草笛光子さん

いつも私で生きていく (小学館文庫 く 15-1)

 あさイチ中谷美紀さんが出演された時、草笛光子さんがコメントを寄せていらして、ステキな方だな~と改めて思い、本を読みました。

 

P10

 毎朝、ストレッチをする前に、一杯のジュースを飲みます。小松菜、セロリ、キャベツ、にんじん、りんご、レモン汁をジューサーにかけ、バナナ、すり胡麻、きな粉、飲むヨーグルトをミキサーで混ぜた〝健康ジュース〟。ちょっと複雑な味だけど、おいしいです。

 新聞のコラムを読んで、飲み始めたのはずいぶん前のことです。私は「これはいい!」と思うと続けるたちで、気がつくと、飲み続けて、何十年にもなってしまいました。

 目覚めてすぐ、このジュースをいただいて、ストレッチをしたあとに朝食です。朝食にはなるべく野菜を食べるようにしています。

 週1度のパーソナルトレーナーとのトレーニングのあとは、トレーナーと一緒に、たっぷり食べます。筋肉を使ったあとはタンパク質を摂ったほうがいいということなので、肉や卵をしっかり食べます。

 トレーニングをするときは、粉末のアミノ酸を水で溶いたものをボトルに入れておいて、まめに水分補給をします。タオルで汗をぬぐいつつ、ゴクゴクとアミノ酸飲料を飲み、トレーナーと「ここの筋肉が足りないわね。ここを強化するには……」などとやっているときは、自分が女優という気がしません。なにかの運動選手、まるでアスリートなのではという気さえしてきます。

 健康によい食生活というと、時間は規則正しく、摂取カロリーを考えながら、好き嫌いなく、いろいろなものから栄養を摂るというのが理想的なのでしょうが、私の場合は、食事の時間はまちまちですし、ウナギやレバーは苦手、魚の光りモノもダメ、と食べず嫌いも多いです。カロリー計算のような、手間のかかることもしません。

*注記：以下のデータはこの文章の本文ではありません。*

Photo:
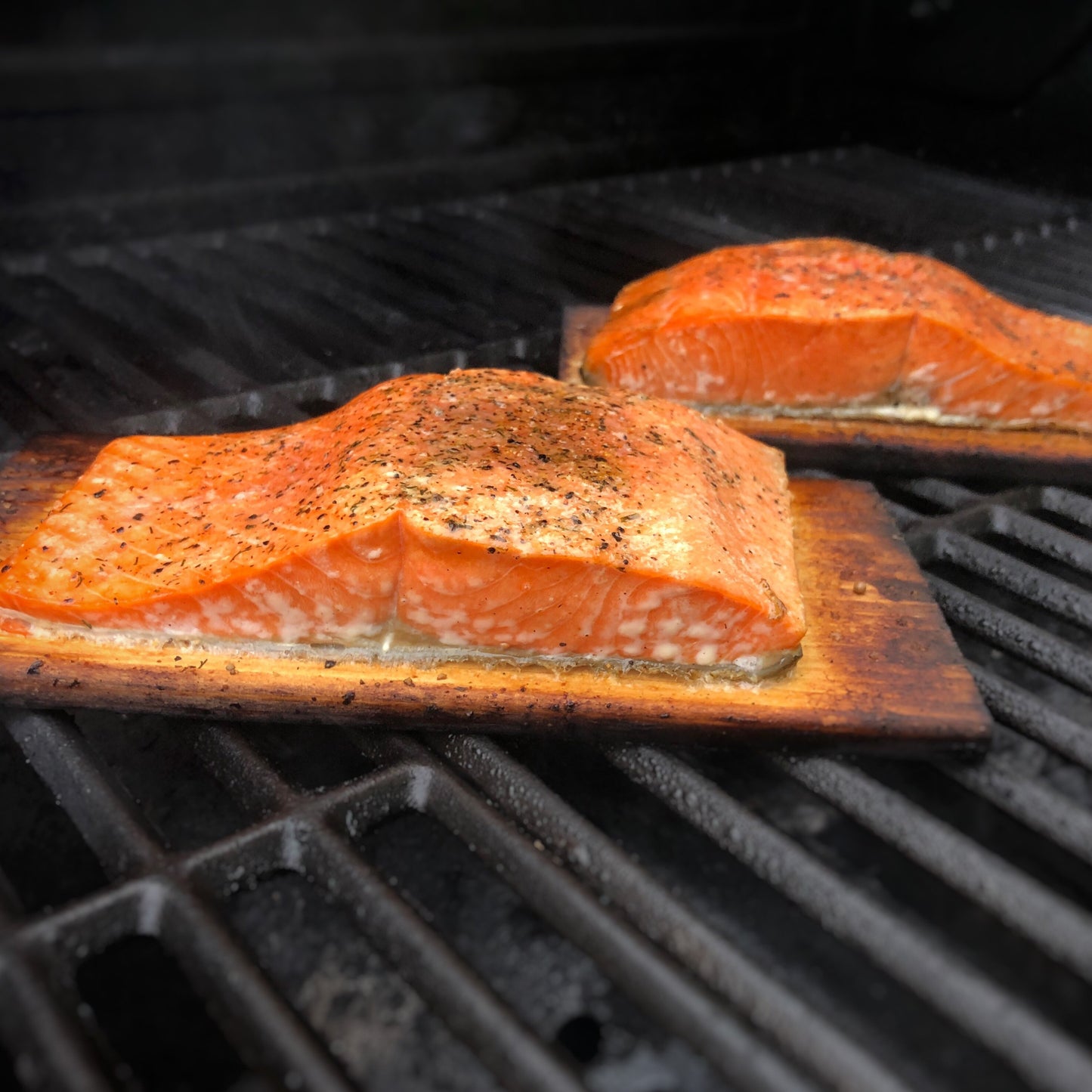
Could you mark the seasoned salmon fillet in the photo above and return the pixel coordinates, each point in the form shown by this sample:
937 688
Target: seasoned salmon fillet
490 509
832 323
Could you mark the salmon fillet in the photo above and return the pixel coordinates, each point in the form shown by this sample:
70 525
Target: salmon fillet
488 509
832 323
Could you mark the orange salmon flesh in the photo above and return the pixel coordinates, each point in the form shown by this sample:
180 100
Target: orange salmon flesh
488 509
829 323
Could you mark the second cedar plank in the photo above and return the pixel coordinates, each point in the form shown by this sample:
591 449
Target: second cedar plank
879 667
868 448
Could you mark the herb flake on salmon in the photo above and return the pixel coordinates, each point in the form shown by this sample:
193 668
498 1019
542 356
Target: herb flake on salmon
486 509
829 326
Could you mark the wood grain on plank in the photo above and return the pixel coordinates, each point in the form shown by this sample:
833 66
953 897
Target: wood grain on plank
868 448
878 663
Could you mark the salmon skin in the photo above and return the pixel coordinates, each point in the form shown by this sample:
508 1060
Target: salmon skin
824 326
488 509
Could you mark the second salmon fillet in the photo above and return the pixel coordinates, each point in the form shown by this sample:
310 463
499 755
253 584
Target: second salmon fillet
487 509
827 324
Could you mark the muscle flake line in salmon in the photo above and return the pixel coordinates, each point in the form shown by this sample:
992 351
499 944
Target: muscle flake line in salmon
828 323
490 509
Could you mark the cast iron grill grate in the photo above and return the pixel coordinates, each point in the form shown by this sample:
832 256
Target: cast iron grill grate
159 331
201 905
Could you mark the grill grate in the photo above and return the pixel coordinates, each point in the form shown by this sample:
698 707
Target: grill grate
144 330
365 908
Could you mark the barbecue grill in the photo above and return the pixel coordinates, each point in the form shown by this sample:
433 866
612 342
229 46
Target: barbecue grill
201 905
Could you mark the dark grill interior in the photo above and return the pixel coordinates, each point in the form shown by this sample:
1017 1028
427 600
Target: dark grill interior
201 907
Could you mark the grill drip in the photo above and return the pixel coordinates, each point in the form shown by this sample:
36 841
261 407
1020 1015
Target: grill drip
330 908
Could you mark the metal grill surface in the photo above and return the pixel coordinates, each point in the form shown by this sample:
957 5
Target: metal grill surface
203 905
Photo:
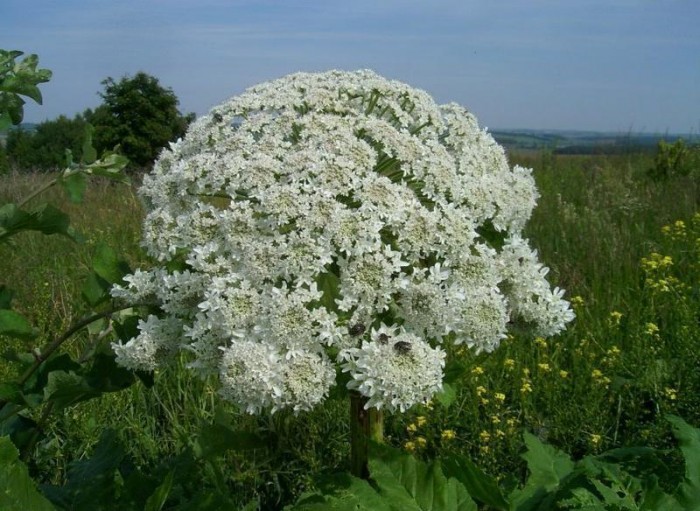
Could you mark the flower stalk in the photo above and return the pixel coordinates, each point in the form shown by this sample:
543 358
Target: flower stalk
366 425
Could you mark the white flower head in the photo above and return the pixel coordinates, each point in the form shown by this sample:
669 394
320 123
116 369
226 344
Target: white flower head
395 372
297 220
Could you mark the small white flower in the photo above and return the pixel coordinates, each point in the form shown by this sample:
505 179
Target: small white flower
395 374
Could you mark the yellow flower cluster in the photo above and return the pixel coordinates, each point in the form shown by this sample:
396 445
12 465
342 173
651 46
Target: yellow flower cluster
614 318
600 378
676 230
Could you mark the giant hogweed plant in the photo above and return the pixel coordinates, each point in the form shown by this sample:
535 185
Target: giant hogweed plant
50 379
335 227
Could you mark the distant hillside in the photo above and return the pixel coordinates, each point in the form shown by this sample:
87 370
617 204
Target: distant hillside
561 141
583 142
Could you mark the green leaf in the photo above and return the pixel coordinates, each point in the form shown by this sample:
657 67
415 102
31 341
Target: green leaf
74 185
6 295
13 324
215 439
446 396
105 375
157 500
689 442
408 484
548 467
11 392
343 492
17 490
480 486
46 219
110 166
95 290
64 389
22 431
5 121
92 480
107 264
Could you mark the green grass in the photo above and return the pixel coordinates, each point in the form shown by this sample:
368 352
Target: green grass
629 358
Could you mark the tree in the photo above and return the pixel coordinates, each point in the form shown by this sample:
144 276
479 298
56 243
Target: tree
139 115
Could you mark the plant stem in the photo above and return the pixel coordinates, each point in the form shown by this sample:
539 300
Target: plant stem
366 425
37 192
41 356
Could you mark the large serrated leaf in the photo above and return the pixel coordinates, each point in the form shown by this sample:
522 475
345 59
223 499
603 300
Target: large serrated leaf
548 467
45 218
17 490
689 442
157 499
409 484
91 481
480 486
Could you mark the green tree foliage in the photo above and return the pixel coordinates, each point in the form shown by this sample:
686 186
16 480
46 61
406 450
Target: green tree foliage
140 116
671 160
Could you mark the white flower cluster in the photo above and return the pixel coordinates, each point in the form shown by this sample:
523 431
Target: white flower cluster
335 220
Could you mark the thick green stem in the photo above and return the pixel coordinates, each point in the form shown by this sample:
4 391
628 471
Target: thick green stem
365 425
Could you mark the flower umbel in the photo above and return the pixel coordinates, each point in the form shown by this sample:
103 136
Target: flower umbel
330 220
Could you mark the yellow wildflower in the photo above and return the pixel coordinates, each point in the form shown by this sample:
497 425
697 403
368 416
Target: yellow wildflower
652 329
577 301
448 434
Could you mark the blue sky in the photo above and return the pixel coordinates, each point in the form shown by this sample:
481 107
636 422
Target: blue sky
604 65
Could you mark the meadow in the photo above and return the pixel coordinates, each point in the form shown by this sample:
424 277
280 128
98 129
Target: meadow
625 248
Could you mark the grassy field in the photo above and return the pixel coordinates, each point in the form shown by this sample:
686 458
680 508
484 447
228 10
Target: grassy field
625 248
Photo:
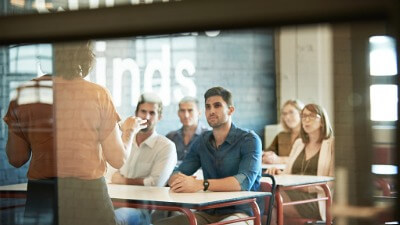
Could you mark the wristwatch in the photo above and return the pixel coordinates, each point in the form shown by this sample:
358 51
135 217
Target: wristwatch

 舞台に出ていない時期、仕事でそれほど体を使わないときは、気持ちもゆるんでいますし、好きなものを好きなように食べます。

 トレーナーに言わせると、その時期は〝放牧〟なのだそうです。とはいえ、食べ過ぎることはないように、頭のすみっこで、なんとなく、気をつけているとは思いますが。  

 そして、舞台が決まれば、稽古を始めるスケジュールが決まり、そこから日程を逆算して、体を徐々に絞っていきます。

 このようなおおざっぱながらもメリハリのある管理で、これまでさいわいなことに「困った!急いでダイエットしなくちゃ」なんていう事態になったことはありません。

 実は体重計には何十年ものったことがありません。体重計はどこへ行ったやら……。

 動きが軽いか重いか、体を触ってみて、お肉がたるんでいるかひきしまっているか、自分の感覚が〝体重計〟です。

 実際、〝放牧〟の時期など、おなかのあたりを触ると、おや?と思う分量のお肉がついていることもあります。

 鏡に全身を映せば、鏡もウソはつきません。体重を測るまでもなく、「これはマズい。明日からもうちょっと気を入れてトレーニングしなくては」という気持ちになるというわけです。

 健康ジュースと同じくらい長いあいだ、朝の習慣として続けているのが、ベッドの上での柔軟体操〝背伸び体操〟。これは何十年も前、ご一緒に舞台の仕事をした前進座の三代目中村翫右衛門先生から教わったことです。

 朝、目覚めたら、仰向けの姿勢で背伸びをします。足の指先から脚全体、手の指から腕全体もぐーんと伸ばします。それから、はぁ~っと脱力します。少しずつ伸びを大きくしながら、何度か繰り返して、背中も腰も固まっていないことを感じとってから、身体を横向きにして、ゆっくりと起き上がります。この横向きの体勢が、腰に負担をかけずに起き上がるポイントのようです。

 25歳のときに、外科のお医者さんから「あなたの骨盤は少しずれているから、腰には気をつけなさい」と言われた私ですが、慢性的な腰痛にもギックリにもこれまで無縁でこられたのは、寝起きの背伸び体操を続けてきたからではないかと思います。